Yesterday, he hit Frances. I gave him a time out. He sobbed and screamed and shouted NO! over and over in his room - an unprecedented display that unsettled his mother and sister. After two minutes I walked in. He took one look at me and said: You leave! I want to be alone!! So I left, and he kept on screaming NO. A few minutes later, he quieted down, and I walked back in and sat down in the rocking chair. He looked at me, nose and ears streaming, his face red and wet, his expression utterly bewildered and exhausted. My heart broke for him.
I'm sorry you are feeling so sad, I said. He clenched his fists, became redder still, and yelled: DON'T SAY THOSE WORDS TO ME!

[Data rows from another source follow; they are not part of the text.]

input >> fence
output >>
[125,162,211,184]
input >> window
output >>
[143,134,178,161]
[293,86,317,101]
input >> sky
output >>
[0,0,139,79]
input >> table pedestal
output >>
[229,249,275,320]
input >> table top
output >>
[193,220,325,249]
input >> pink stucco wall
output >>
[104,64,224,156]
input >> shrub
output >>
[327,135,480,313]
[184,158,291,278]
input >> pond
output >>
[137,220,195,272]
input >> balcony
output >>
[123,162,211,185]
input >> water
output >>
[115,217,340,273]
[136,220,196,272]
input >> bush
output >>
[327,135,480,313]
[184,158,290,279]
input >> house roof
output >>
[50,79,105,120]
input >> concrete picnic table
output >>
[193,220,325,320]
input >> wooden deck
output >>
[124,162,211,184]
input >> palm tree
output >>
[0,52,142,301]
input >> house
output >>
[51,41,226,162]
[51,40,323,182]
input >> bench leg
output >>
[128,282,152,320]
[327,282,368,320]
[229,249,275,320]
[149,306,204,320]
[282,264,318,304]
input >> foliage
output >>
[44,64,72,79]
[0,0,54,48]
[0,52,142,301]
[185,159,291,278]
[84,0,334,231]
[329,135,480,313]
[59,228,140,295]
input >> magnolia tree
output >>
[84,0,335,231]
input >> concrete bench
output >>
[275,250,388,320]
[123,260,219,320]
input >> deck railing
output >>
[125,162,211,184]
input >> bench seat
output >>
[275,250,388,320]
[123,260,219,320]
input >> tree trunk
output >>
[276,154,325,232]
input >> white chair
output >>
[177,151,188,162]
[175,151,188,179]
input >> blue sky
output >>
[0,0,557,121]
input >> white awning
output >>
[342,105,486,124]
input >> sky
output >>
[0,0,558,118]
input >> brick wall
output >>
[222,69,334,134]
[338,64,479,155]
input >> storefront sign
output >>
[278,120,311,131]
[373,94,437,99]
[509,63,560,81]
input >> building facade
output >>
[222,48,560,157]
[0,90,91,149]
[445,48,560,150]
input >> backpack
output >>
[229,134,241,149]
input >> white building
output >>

We rarely feel angered or frustrated by this piteous behavior. He seems to be in the grip of a mind-scrambling, emotion-disordering outside force. A relentless, merciless demon is after our angel Gabriel, and it sucks. The tantrums began soon after potty-training; there must be some connection there. Along with life in underwear came a new body awareness for Gabriel, who is alternately delighted, confused, and concerned by his penis.
Today I am emerging from two days of awful sickness, during which I was pretty unavailable to the kids. This morning I was finally able to do things with them again, and after a round of irrational tantrums, Gabriel and I were able to go to the library and read piles of stories, do a little bike riding, then return home with some fresh inspiration: making a spring tree.
We had been so reluctant to dismantle the valentine tree that I saved the stick. So I brought it out, and showed Gabriel how to make tissue paper flowers. He wanted there to be butterflies, so I cut them from paper and used pipe cleaners for antennae. I was pulling out paints to decorate the wings when Gabriel began flying one of them around the room, fluttering his wings against my cheek and landing him gently on my hand.
Be quiet and gentle with him, warned Gabriel. And then: you be the other butterfly. So we fluttered around a little, until Gabriel's butterfly sidled up to mine and said, I have a pretty big penis. What's your penis like, little butterfly?
Oh! Good gracious. I said I didn't have a penis, because I was a girl butterfly. Gabriel said, Well what's your softy called then?
My softy? I won't transcribe the entire conversation, but suffice it to say, it was kind of mind-blowing. We've explained body parts and the differences between girls and boys in the past, but only now does he seem ready to take it all in. Here are our butterflies, grappling with the strange big world together. The tree will be a nice reminder for me: be quiet and gentle with him. I know he will fly through this storm somehow, despite the strong March winds buffeting him this way and that.